Petropavlovsk (LSE:POG) climbed 3.2% to 140 pence over the final two days of last week after the company reported that asset manager Schroders had taken a 5% stake in the company. Petropavlovsk's share price has fallen by 62% so far this year but has gained 7.3% over the last month after the company announced cost-cutting plans and said it had hedged approximately 55% of its output for the next year at $1,408 per ounce, slightly above the current price of gold.
Shanta Gold (LSE:SHG) edged higher last week and has risen by 5.5% to 11.8 pence over the last month. The firm's stock climbed on Friday following a report that a strategic advisor to the board of the company, Jonathan Leslie, had purchased 2,300,000 shares in a deal worth £270,250 that increased his stake in the firm to 3.34%, or 15.4 million shares. Shanta Gold's main asset is the New Luika gold mine in Tanzania, which began production in August 2012 and has sold 22,000 ounces of gold to date.

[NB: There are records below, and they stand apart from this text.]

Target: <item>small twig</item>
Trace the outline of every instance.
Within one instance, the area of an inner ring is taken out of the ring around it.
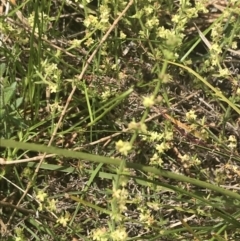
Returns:
[[[101,41],[100,41],[100,43],[98,44],[98,46],[96,47],[96,49],[93,51],[93,53],[91,54],[91,56],[88,58],[86,65],[83,67],[82,72],[81,72],[80,76],[78,77],[79,81],[82,80],[82,78],[83,78],[83,76],[84,76],[84,73],[86,72],[86,70],[87,70],[90,62],[92,61],[92,59],[93,59],[94,56],[96,55],[96,53],[97,53],[97,51],[99,50],[99,48],[102,46],[103,42],[107,39],[107,37],[108,37],[109,34],[112,32],[112,30],[115,28],[115,26],[117,25],[117,23],[119,22],[119,20],[120,20],[120,19],[122,18],[122,16],[127,12],[127,10],[129,9],[129,7],[133,4],[133,1],[134,1],[134,0],[130,0],[130,1],[129,1],[128,5],[125,7],[125,9],[122,11],[122,13],[120,13],[119,16],[115,19],[115,21],[113,22],[113,24],[111,25],[111,27],[109,28],[109,30],[106,32],[106,34],[105,34],[105,35],[103,36],[103,38],[101,39]],[[55,129],[54,129],[54,131],[53,131],[53,134],[52,134],[52,137],[51,137],[51,139],[50,139],[50,141],[49,141],[49,143],[48,143],[48,146],[51,146],[51,144],[52,144],[52,142],[53,142],[53,140],[54,140],[54,137],[55,137],[55,135],[57,134],[58,128],[59,128],[59,126],[60,126],[60,124],[61,124],[61,122],[62,122],[62,119],[63,119],[63,117],[64,117],[64,115],[65,115],[65,113],[66,113],[66,111],[67,111],[67,108],[68,108],[68,106],[69,106],[69,104],[70,104],[70,102],[71,102],[71,100],[72,100],[73,94],[75,93],[76,89],[77,89],[77,86],[75,85],[75,86],[73,87],[73,89],[72,89],[72,91],[71,91],[68,99],[67,99],[66,105],[65,105],[65,107],[64,107],[64,109],[63,109],[63,111],[62,111],[62,113],[61,113],[61,116],[60,116],[60,118],[59,118],[59,120],[58,120],[58,123],[57,123],[57,125],[56,125],[56,127],[55,127]],[[36,167],[35,172],[34,172],[34,174],[33,174],[33,177],[32,177],[32,179],[31,179],[31,181],[28,182],[28,185],[27,185],[27,187],[26,187],[26,190],[25,190],[25,192],[23,193],[23,195],[21,196],[20,200],[18,201],[17,206],[20,205],[20,203],[22,202],[22,200],[24,199],[24,197],[27,195],[29,189],[31,188],[32,181],[36,178],[36,176],[37,176],[37,174],[38,174],[38,171],[39,171],[39,169],[40,169],[40,167],[41,167],[41,165],[42,165],[42,163],[43,163],[43,160],[44,160],[46,154],[47,154],[47,153],[44,153],[44,154],[43,154],[42,159],[40,160],[38,166]],[[12,220],[12,218],[13,218],[15,212],[16,212],[16,210],[17,210],[17,209],[15,208],[14,211],[13,211],[13,213],[12,213],[12,215],[10,216],[7,224],[10,224],[10,222],[11,222],[11,220]]]
[[[53,157],[53,156],[56,156],[56,155],[49,154],[49,155],[46,155],[45,158]],[[25,162],[39,161],[41,159],[42,159],[42,155],[35,156],[32,158],[21,159],[21,160],[13,160],[13,161],[6,161],[4,158],[0,158],[0,165],[15,165],[15,164],[20,164],[20,163],[25,163]]]

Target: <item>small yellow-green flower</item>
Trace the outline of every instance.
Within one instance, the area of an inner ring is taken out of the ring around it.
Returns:
[[[119,140],[116,142],[116,150],[121,154],[127,156],[128,152],[132,149],[130,142]]]
[[[186,113],[186,119],[188,121],[190,120],[196,120],[197,118],[197,115],[195,114],[195,111],[194,110],[190,110],[189,112]]]
[[[155,102],[154,102],[154,96],[153,95],[146,96],[146,97],[143,98],[143,105],[146,108],[152,107],[154,104],[155,104]]]
[[[46,197],[47,197],[47,193],[45,193],[43,190],[39,190],[36,196],[39,202],[43,202]]]

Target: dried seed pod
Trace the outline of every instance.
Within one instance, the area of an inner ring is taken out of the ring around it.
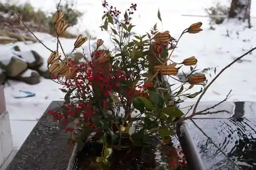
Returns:
[[[58,72],[62,67],[62,64],[61,62],[54,63],[51,64],[49,68],[50,74],[53,74]]]
[[[65,14],[62,11],[57,11],[53,16],[53,23],[56,24],[60,20],[65,18]]]
[[[50,55],[50,57],[48,58],[47,60],[47,64],[49,66],[50,64],[51,64],[54,61],[56,60],[56,59],[59,59],[59,54],[57,51],[55,51],[52,52]]]
[[[206,80],[206,77],[204,74],[190,76],[187,79],[186,82],[190,84],[200,84]]]
[[[82,37],[82,35],[79,35],[76,41],[74,43],[75,48],[79,48],[87,40],[87,37]]]
[[[193,56],[184,60],[182,64],[184,65],[194,65],[197,64],[197,60]]]
[[[179,70],[176,68],[176,64],[168,65],[156,65],[154,67],[156,71],[160,70],[164,75],[176,75]]]
[[[195,29],[190,29],[189,28],[187,30],[187,32],[190,34],[197,34],[200,32],[200,31],[203,31],[203,29],[201,28],[195,28]]]
[[[189,29],[198,29],[198,28],[201,28],[201,27],[202,27],[202,25],[203,25],[203,23],[201,22],[198,22],[197,23],[195,23],[192,24],[190,27]]]
[[[161,44],[167,43],[170,40],[171,36],[169,31],[166,31],[163,33],[158,33],[155,35],[154,40]]]

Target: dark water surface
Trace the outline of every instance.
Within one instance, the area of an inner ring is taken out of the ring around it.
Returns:
[[[180,147],[176,143],[170,147],[175,151]],[[170,164],[170,159],[176,157],[169,152],[170,146],[158,144],[152,149],[136,148],[133,149],[114,150],[110,159],[110,166],[96,162],[96,157],[100,156],[102,146],[91,143],[85,145],[78,155],[79,163],[73,170],[185,170],[183,168],[174,168]],[[175,152],[175,153],[176,152]]]
[[[217,103],[201,102],[197,111]],[[193,104],[186,102],[180,107]],[[186,112],[188,108],[182,110]],[[197,119],[195,122],[242,169],[256,169],[256,102],[225,102],[211,111],[221,110],[230,113],[200,115],[197,117],[208,119]],[[206,169],[238,169],[191,122],[187,123]]]

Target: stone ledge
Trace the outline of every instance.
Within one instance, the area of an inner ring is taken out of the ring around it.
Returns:
[[[13,150],[10,118],[7,111],[0,114],[0,168]]]
[[[4,89],[4,85],[0,84],[0,114],[6,110]]]
[[[73,146],[69,134],[58,128],[47,112],[59,109],[53,101],[33,129],[6,170],[66,170]]]

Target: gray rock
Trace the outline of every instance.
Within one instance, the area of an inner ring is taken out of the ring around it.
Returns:
[[[19,47],[18,45],[15,45],[13,47],[12,47],[13,50],[15,52],[20,52],[20,48],[19,48]]]
[[[6,72],[0,68],[0,86],[4,83],[6,77]]]

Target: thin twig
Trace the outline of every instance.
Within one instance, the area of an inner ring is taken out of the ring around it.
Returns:
[[[229,117],[193,117],[194,119],[227,119]]]
[[[216,80],[216,79],[221,75],[222,72],[223,72],[224,71],[225,71],[227,68],[231,66],[232,65],[234,64],[236,62],[237,62],[238,60],[241,59],[244,56],[246,56],[248,54],[251,53],[252,51],[255,50],[256,49],[256,47],[254,47],[249,51],[248,51],[247,52],[245,53],[240,57],[237,58],[236,60],[231,62],[229,64],[227,65],[226,66],[225,66],[223,69],[222,69],[220,72],[211,80],[211,81],[208,84],[208,85],[206,86],[205,87],[204,90],[203,91],[203,92],[201,94],[201,95],[199,96],[199,98],[198,98],[197,102],[196,103],[196,104],[195,105],[195,107],[193,109],[193,112],[192,114],[194,114],[194,113],[196,112],[196,109],[197,108],[197,107],[198,106],[198,104],[199,104],[199,102],[203,97],[203,96],[204,95],[205,92],[206,92],[207,90],[209,88],[209,87],[212,84],[212,83]]]
[[[229,92],[228,93],[228,94],[227,94],[227,95],[226,96],[226,98],[224,99],[223,99],[222,101],[221,101],[221,102],[220,102],[218,103],[217,103],[217,104],[214,105],[214,106],[211,106],[210,107],[208,107],[208,108],[206,108],[206,109],[205,109],[204,110],[203,110],[202,111],[196,112],[195,113],[196,114],[200,114],[201,113],[204,112],[205,112],[205,111],[206,111],[207,110],[209,110],[210,109],[214,109],[216,106],[218,106],[220,105],[221,104],[222,104],[224,102],[226,101],[227,99],[228,99],[229,94],[230,94],[230,93],[231,93],[231,91],[232,91],[232,90],[230,90],[230,91],[229,91]]]
[[[37,40],[37,41],[38,41],[38,42],[40,42],[42,45],[44,45],[44,46],[45,47],[46,47],[47,50],[48,50],[49,51],[51,51],[51,52],[53,52],[53,51],[52,51],[52,50],[50,49],[46,45],[45,45],[42,42],[42,41],[41,41],[41,40],[39,40],[37,38],[37,37],[36,37],[36,36],[33,33],[33,32],[31,30],[30,30],[30,29],[26,26],[26,23],[24,22],[24,21],[23,21],[23,20],[22,20],[22,18],[20,17],[20,16],[19,15],[19,14],[17,13],[16,13],[16,15],[17,15],[17,16],[18,16],[19,20],[22,21],[22,23],[24,25],[24,26],[25,26],[26,28],[27,29],[28,29],[28,30],[30,32],[30,33],[31,33],[33,35],[33,36]]]
[[[229,158],[228,157],[228,156],[220,148],[220,147],[219,147],[218,146],[218,145],[217,144],[216,144],[210,138],[210,137],[209,137],[209,136],[208,136],[206,133],[205,132],[204,132],[204,131],[203,130],[202,130],[202,129],[199,127],[198,126],[198,125],[197,125],[197,124],[196,124],[196,123],[195,122],[195,121],[194,121],[193,120],[191,120],[191,121],[192,122],[192,123],[195,125],[195,126],[204,134],[204,136],[205,136],[205,137],[207,137],[207,138],[210,141],[210,142],[212,143],[213,145],[214,145],[214,146],[215,147],[216,147],[218,150],[220,151],[220,152],[221,152],[221,153],[222,154],[223,154],[226,157],[227,157],[227,159],[230,161],[230,162],[231,162],[234,166],[236,166],[236,167],[237,167],[239,170],[242,170],[241,169],[241,168],[240,167],[239,167],[239,166],[236,163],[236,162],[234,162],[232,159],[230,159],[230,158]]]
[[[211,114],[218,113],[220,113],[220,112],[226,112],[226,113],[229,113],[229,112],[226,110],[221,110],[215,111],[213,112],[210,112],[209,111],[208,111],[207,112],[201,112],[200,113],[197,113],[196,115]]]
[[[59,10],[59,5],[60,5],[60,3],[61,2],[61,0],[59,0],[59,3],[58,3],[58,5],[57,6],[57,10]]]

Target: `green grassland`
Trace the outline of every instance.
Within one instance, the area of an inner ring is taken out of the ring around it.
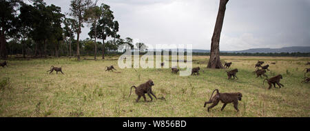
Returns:
[[[193,57],[193,67],[200,67],[200,75],[187,77],[172,74],[169,68],[121,69],[117,57],[81,61],[67,57],[10,59],[8,67],[0,67],[0,117],[310,117],[310,83],[300,83],[309,57],[221,57],[238,69],[238,80],[227,79],[227,69],[206,68],[208,58]],[[265,61],[264,65],[276,62],[267,74],[282,74],[285,87],[267,90],[264,79],[252,73],[258,60]],[[65,74],[49,74],[46,71],[52,65],[62,66]],[[105,71],[111,65],[116,72]],[[166,101],[145,103],[141,99],[136,103],[134,92],[129,97],[132,85],[149,79],[155,83],[154,94]],[[203,104],[216,88],[242,93],[240,112],[232,104],[220,111],[219,103],[207,112]]]

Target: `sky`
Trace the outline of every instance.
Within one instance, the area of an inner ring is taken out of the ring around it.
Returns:
[[[70,0],[45,0],[69,12]],[[220,0],[99,0],[111,6],[122,39],[210,50]],[[220,50],[310,46],[310,0],[230,0]],[[89,37],[84,24],[81,39]],[[100,41],[100,40],[99,40]]]

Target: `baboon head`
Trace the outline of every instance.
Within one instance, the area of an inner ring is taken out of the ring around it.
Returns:
[[[239,101],[241,101],[242,97],[242,94],[241,94],[240,92],[238,92],[238,99]]]
[[[151,79],[149,79],[149,80],[147,81],[147,83],[149,83],[149,85],[150,85],[151,86],[154,85],[153,81],[152,81]]]

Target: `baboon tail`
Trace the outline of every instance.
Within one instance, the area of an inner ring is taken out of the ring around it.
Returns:
[[[213,91],[213,92],[212,92],[212,94],[211,94],[210,99],[209,99],[209,101],[211,100],[211,99],[212,98],[213,94],[214,93],[214,92],[215,92],[216,90],[217,93],[218,94],[218,95],[220,94],[220,92],[218,92],[218,89],[214,90]]]
[[[130,88],[130,97],[130,97],[130,95],[132,94],[132,88],[134,88],[134,89],[136,90],[136,87],[135,85],[132,85],[132,88]]]

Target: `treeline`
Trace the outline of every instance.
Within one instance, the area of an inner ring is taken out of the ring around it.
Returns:
[[[48,6],[43,0],[0,0],[0,57],[21,54],[23,57],[75,56],[115,52],[120,45],[127,43],[132,49],[145,47],[143,43],[133,43],[130,37],[118,34],[118,22],[113,11],[98,0],[71,0],[69,12],[63,14],[55,5]],[[81,28],[90,26],[90,39],[80,39]],[[97,41],[97,39],[101,42]]]

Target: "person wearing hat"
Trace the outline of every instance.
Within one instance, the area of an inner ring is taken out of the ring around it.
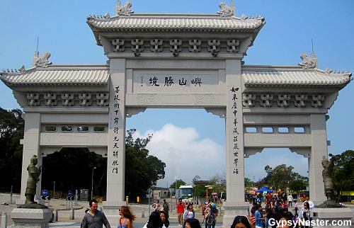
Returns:
[[[310,210],[312,210],[312,208],[314,207],[314,202],[312,202],[309,200],[309,195],[307,193],[305,194],[305,201],[304,202],[304,203],[305,203],[305,202],[309,203]]]
[[[185,204],[182,202],[182,198],[178,199],[178,203],[176,205],[177,208],[177,217],[178,218],[178,224],[181,227],[183,224],[183,213],[185,208]]]
[[[166,212],[166,215],[167,216],[166,219],[169,218],[169,203],[166,202],[166,200],[164,200],[164,203],[162,204],[162,208],[164,209],[164,211]]]
[[[210,203],[209,204],[210,207],[210,214],[207,219],[207,224],[208,228],[215,228],[215,223],[217,222],[217,216],[218,210],[217,209],[217,205],[214,203]]]

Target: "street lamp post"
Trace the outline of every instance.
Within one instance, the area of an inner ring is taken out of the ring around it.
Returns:
[[[91,178],[91,199],[92,200],[92,195],[93,195],[93,170],[96,167],[92,169],[92,178]]]

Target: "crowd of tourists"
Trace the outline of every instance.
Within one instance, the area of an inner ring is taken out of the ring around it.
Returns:
[[[299,205],[297,200],[294,200],[292,196],[289,195],[282,199],[270,197],[266,201],[266,205],[262,207],[259,201],[253,203],[251,210],[251,217],[255,218],[256,228],[276,228],[276,227],[297,227],[299,224],[304,224],[304,227],[309,228],[311,210],[314,207],[314,203],[309,200],[309,195],[305,195],[305,201],[299,211]],[[289,203],[289,204],[287,203]],[[290,212],[290,207],[292,207],[294,203],[294,212]],[[276,223],[276,221],[293,221],[293,222]]]
[[[295,215],[289,211],[289,207],[292,205],[287,203],[287,200],[281,200],[273,198],[267,200],[265,207],[262,204],[254,202],[251,214],[246,216],[236,216],[230,228],[297,228],[299,224],[302,224],[299,220],[310,221],[310,211],[314,207],[314,203],[309,200],[309,195],[306,195],[306,201],[303,203],[299,213],[296,200],[294,200],[294,209]],[[292,199],[287,198],[287,200]],[[289,202],[292,203],[292,200]],[[169,228],[169,204],[164,200],[160,205],[159,200],[153,205],[154,210],[150,214],[148,222],[144,228]],[[89,202],[89,210],[86,212],[81,223],[81,228],[101,228],[104,224],[106,228],[110,228],[110,224],[105,215],[100,212],[98,208],[98,203],[96,200]],[[187,206],[178,199],[178,203],[176,205],[178,214],[178,224],[183,228],[202,228],[200,224],[205,228],[215,228],[219,210],[217,205],[213,202],[207,202],[204,209],[203,221],[200,222],[195,217],[193,205],[189,203]],[[120,218],[117,228],[133,228],[133,222],[136,217],[132,209],[128,206],[122,206],[119,210]],[[306,224],[304,228],[309,228],[310,225]]]

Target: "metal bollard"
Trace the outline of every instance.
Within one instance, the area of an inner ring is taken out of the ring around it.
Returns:
[[[1,215],[1,228],[7,227],[7,215],[6,212],[2,212]]]
[[[75,212],[74,212],[74,208],[72,208],[71,210],[72,210],[72,215],[70,216],[70,220],[74,220],[75,219]]]
[[[142,217],[145,217],[145,207],[142,209]]]
[[[53,213],[54,213],[54,220],[55,220],[55,222],[58,222],[58,210],[57,209],[55,209],[54,211],[53,211]]]

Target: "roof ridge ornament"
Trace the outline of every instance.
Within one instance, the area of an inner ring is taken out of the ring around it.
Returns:
[[[37,56],[38,53],[38,52],[36,52]],[[35,67],[47,68],[48,65],[52,64],[52,62],[48,61],[48,59],[50,57],[50,53],[48,52],[45,52],[42,56],[40,56],[39,57],[38,57],[37,56],[35,56],[34,58],[36,59],[33,59]]]
[[[329,67],[326,67],[326,74],[329,75],[331,73],[332,73],[333,70],[331,69]]]
[[[227,6],[224,1],[221,1],[219,4],[219,7],[221,10],[217,12],[220,16],[235,16],[235,7],[234,6],[234,1],[231,1],[231,6]]]
[[[115,15],[130,16],[134,13],[130,9],[132,2],[127,1],[122,6],[120,6],[120,1],[117,1],[117,6],[115,6]]]
[[[311,58],[307,56],[306,52],[300,55],[300,58],[302,62],[299,62],[298,65],[302,66],[302,69],[316,68],[318,65],[317,59],[316,58],[316,53],[311,54]]]

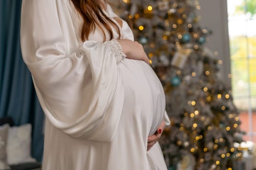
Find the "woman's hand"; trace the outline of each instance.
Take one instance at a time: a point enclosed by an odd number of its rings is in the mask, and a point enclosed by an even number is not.
[[[161,137],[161,136],[162,135],[162,133],[163,131],[165,126],[165,123],[164,123],[164,120],[163,119],[162,122],[158,128],[157,132],[156,132],[156,133],[153,135],[148,136],[147,151],[149,150],[159,140]]]
[[[127,58],[143,60],[148,64],[150,64],[149,60],[141,44],[128,39],[118,39],[118,41],[122,46],[123,52],[126,55]]]

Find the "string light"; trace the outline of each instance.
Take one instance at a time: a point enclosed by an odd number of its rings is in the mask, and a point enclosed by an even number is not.
[[[130,3],[130,0],[123,0],[123,2],[125,3]]]
[[[190,151],[192,152],[192,153],[194,153],[195,152],[195,148],[191,148],[190,149]]]
[[[142,25],[140,25],[138,27],[138,29],[140,31],[142,31],[144,30],[144,27]]]
[[[177,22],[178,24],[182,24],[183,23],[183,21],[182,19],[178,19],[177,20]]]
[[[198,37],[198,34],[193,34],[193,37],[195,38],[197,38]]]
[[[153,9],[153,8],[151,5],[149,5],[149,6],[148,6],[148,10],[149,10],[149,11],[152,11]]]
[[[214,148],[215,149],[217,149],[217,148],[218,148],[218,145],[217,145],[217,144],[214,145]]]

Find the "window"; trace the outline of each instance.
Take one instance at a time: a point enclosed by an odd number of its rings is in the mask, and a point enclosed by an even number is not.
[[[256,142],[256,0],[228,0],[232,85],[245,140]]]

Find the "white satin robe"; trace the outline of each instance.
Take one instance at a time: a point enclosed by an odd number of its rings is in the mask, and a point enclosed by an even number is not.
[[[69,0],[22,1],[22,56],[46,118],[42,170],[166,170],[158,143],[147,152],[163,118],[170,123],[159,80],[145,62],[118,62],[107,32],[106,42],[98,28],[82,42],[82,24]]]

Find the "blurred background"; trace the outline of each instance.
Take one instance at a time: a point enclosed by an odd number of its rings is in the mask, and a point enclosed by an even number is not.
[[[109,1],[164,87],[169,170],[256,168],[256,0]],[[0,123],[30,124],[26,156],[40,162],[44,118],[22,60],[21,3],[0,0]]]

DRDGold (NYSE:DRD) climbed 4.2% to $6.25 last week. Rather than mining gold, this South African firm is focused on large-scale reprocessing of the tailings, or waste piles, of large gold mines in order to extract the gold that was not captured by the original mining process. This business is heavily mechanized and requires a relatively small workforce, giving DRDGold some protection from the rising labor costs that are reducing the profitability of many South African mining firms.